5. Task Taxonomy and Difficulty Analysis
Task tagging in Table30 exposes granular failure patterns and robustness across embodiment dimensions. Tag-based SR and Score (mean over tasks):
| Tag | #Tasks | Mean SR (%) | Mean Score |
|---|---|---|---|
| softbody | 3 | 8 | 27 |
| temporal dependence | 3 | 5 | 14 |
| precise3d | 12 | 18 | 38 |
| simple-pick | 4 | 42 | 47 |
| all tasks | 30 | 22 | 37 |
Softbody and temporal tasks are least tractable (≤10% SR), while precise 3D manipulation consistently depresses performance (≈18% SR across all models). "Simple" pick-and-place tasks are nearly saturated by top-performing specialist models (SR≈90%).

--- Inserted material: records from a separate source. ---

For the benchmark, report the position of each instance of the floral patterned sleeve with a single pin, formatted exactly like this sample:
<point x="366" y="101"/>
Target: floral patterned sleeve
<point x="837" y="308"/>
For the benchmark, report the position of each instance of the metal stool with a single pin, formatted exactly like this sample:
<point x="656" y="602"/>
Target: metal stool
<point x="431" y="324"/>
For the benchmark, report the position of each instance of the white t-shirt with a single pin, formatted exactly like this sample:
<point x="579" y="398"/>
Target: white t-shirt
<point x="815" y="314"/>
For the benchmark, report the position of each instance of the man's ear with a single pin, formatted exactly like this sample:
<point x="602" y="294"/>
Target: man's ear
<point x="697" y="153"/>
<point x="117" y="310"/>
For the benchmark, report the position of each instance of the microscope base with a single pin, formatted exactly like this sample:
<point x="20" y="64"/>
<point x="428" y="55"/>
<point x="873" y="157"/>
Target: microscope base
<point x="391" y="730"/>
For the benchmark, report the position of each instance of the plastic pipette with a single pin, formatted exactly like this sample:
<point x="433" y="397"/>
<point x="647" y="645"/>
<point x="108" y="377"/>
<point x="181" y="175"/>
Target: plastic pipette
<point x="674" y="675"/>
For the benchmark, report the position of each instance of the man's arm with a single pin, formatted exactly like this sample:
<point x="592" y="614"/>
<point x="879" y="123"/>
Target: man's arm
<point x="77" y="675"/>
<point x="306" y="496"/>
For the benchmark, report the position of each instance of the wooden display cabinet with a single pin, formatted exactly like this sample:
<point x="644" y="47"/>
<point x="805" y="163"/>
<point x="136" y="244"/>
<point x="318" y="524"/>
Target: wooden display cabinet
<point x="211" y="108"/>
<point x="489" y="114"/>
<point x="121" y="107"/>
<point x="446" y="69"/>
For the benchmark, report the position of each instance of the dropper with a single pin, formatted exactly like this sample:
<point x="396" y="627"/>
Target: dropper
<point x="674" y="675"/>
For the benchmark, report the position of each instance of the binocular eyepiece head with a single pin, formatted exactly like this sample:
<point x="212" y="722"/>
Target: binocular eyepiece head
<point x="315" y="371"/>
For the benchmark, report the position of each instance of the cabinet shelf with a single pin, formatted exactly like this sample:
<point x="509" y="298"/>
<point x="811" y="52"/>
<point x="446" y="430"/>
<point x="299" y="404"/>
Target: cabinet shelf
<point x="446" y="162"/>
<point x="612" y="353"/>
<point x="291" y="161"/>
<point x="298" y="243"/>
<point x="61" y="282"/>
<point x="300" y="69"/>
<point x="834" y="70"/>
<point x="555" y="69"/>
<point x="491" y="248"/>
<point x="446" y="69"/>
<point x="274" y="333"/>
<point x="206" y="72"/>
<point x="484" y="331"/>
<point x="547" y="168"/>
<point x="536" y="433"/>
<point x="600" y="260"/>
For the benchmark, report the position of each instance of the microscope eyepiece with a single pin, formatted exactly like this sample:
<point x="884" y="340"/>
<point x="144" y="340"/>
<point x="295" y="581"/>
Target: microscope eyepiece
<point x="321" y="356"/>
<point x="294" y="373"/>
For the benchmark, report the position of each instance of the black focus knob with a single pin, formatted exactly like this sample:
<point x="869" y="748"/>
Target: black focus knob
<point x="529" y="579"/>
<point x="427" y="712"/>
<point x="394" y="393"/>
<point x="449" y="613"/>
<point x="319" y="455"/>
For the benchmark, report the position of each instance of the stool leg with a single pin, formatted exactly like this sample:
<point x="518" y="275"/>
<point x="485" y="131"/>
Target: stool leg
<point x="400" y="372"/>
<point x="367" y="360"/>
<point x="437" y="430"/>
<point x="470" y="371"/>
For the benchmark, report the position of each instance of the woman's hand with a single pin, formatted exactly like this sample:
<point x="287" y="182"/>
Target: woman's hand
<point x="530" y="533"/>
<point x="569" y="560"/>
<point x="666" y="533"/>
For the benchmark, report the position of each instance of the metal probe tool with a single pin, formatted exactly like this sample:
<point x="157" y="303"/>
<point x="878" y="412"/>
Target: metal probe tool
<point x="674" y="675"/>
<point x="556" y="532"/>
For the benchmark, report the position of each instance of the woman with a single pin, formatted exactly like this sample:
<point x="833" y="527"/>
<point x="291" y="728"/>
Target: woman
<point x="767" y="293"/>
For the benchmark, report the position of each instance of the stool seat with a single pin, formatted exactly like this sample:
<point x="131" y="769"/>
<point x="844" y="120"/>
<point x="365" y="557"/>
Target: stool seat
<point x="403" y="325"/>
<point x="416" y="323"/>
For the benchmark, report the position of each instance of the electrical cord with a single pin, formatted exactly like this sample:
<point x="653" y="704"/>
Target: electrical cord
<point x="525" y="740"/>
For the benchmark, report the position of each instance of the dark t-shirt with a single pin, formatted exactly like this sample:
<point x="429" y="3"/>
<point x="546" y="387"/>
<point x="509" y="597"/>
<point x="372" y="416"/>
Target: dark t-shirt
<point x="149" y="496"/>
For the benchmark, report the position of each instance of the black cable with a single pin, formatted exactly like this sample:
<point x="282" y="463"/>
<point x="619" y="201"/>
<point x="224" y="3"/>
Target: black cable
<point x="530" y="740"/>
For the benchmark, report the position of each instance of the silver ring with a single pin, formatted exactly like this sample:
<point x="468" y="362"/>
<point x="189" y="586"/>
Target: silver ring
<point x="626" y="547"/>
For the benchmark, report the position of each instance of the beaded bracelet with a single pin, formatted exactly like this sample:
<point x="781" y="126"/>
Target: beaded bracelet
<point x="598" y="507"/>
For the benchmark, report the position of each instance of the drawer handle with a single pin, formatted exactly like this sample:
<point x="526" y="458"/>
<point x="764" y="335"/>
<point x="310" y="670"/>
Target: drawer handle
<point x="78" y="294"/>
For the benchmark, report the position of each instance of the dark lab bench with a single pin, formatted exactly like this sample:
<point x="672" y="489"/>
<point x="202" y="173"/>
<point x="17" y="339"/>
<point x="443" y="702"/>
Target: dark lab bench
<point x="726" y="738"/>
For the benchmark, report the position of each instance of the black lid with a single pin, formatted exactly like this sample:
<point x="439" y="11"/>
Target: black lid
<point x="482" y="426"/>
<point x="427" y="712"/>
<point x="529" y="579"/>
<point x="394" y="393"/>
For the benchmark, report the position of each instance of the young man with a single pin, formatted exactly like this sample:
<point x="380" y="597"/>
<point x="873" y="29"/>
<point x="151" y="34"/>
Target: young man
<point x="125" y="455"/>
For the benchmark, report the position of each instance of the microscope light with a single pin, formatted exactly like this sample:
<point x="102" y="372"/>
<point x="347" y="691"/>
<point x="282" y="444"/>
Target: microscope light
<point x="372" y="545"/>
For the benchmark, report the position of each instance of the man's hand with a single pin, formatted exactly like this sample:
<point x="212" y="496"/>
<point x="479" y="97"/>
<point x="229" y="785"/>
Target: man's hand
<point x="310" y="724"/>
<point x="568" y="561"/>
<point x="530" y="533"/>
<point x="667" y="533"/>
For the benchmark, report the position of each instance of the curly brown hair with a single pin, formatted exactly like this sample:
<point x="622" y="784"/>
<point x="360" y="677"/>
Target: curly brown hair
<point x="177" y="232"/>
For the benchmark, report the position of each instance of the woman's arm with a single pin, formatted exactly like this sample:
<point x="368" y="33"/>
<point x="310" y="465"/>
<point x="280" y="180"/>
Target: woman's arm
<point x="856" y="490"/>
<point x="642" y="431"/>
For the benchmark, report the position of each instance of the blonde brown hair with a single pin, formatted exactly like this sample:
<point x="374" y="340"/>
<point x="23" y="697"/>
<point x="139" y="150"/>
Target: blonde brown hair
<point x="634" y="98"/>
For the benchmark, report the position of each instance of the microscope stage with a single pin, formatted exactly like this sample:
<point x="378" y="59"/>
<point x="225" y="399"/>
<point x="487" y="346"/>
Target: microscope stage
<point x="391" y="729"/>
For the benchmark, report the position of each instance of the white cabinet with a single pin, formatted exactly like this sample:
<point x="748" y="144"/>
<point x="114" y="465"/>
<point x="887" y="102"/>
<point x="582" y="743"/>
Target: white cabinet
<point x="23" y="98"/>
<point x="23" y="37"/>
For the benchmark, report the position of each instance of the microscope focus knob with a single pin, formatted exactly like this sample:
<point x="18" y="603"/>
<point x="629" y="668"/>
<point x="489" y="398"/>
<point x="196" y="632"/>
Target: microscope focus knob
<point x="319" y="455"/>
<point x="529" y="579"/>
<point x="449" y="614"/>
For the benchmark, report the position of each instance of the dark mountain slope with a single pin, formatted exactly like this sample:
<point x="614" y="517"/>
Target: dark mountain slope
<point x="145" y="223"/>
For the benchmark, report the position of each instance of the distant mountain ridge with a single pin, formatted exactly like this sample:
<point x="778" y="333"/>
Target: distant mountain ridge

Empirical analysis also indicates that, despite weak spatial reasoning in hard tasks, VLA models are robust to out-of-distribution perturbations in lighting, backgrounds, and even severe occlusion (Yakefu et al., 20 Oct 2025).
6. Architectural Advances and Insights from DM0
The DM0 model, evaluated on Table30, introduces several design strategies identified as critical to its superior performance:
- Unified embodied-native pretraining: Acquiring both semantic and physical priors from language, driving, and interaction corpora enhances generalization and physical task grounding.
- Hybrid gradient flow: Decoupling VLM backbone updates from embodied data prevents catastrophic forgetting, maintaining transferable representations across data regimes.
- Embodied Spatial Scaffolding: Enforcing spatial chain-of-thought reasoning narrows the permissible hypothesis space, improving efficiency on long-horizon and compositional tasks.
DM0 achieves higher sample efficiency and SR with 2B parameters than baselines with 3B–4B parameters, especially on complex multi-stage and generalist settings (Yu et al., 16 Feb 2026). A plausible implication is that embodied-native pretraining and architectural insulation are emerging as central motifs for scalable, generalist physical AI models.
7. Outlook and Open Challenges
Table30 exposes enduring deficiencies in current VLA models, particularly for tasks necessitating fine-grained spatial control, deformable object handling, temporal disambiguation, and long-horizon reasoning. The marked performance gap on softbody and multi-stage temporal tasks suggests a need for richer perceptual encodings, structured memory, and more powerful compositional policy representations. Multi-task and embodied-native pretraining offer promise in narrowing the generalization gap. Table30’s persistent task diversity and fine-grained difficulty tagging make it a durable benchmark for future progress in embodied policy research (Yakefu et al., 20 Oct 2025, Yu et al., 16 Feb 2026).